Monitoring - Unmute

Overview

Unmute includes comprehensive monitoring capabilities using Prometheus for metrics collection and Grafana for visualization. The monitoring stack tracks latency, throughput, error rates, and resource utilization across all services.

Architecture

Prometheus scrapes metrics from all services and stores time-series data.

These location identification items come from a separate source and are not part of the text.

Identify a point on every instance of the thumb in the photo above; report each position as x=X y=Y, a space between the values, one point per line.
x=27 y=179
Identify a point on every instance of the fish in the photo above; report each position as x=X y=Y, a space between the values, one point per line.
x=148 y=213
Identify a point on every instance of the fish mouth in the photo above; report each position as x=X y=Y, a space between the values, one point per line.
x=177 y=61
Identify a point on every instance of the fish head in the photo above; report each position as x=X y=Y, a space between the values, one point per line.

Grafana queries Prometheus to display real-time dashboards.

Metrics Collection

Available Metrics

Unmute exposes metrics via the Prometheus client library (defined in unmute/metrics.py):

Session Metrics

SESSIONS = Counter("worker_sessions", "")  # Total sessions
ACTIVE_SESSIONS = Gauge("worker_active_sessions", "")  # Current connections
SESSION_DURATION = Histogram("worker_session_duration", "")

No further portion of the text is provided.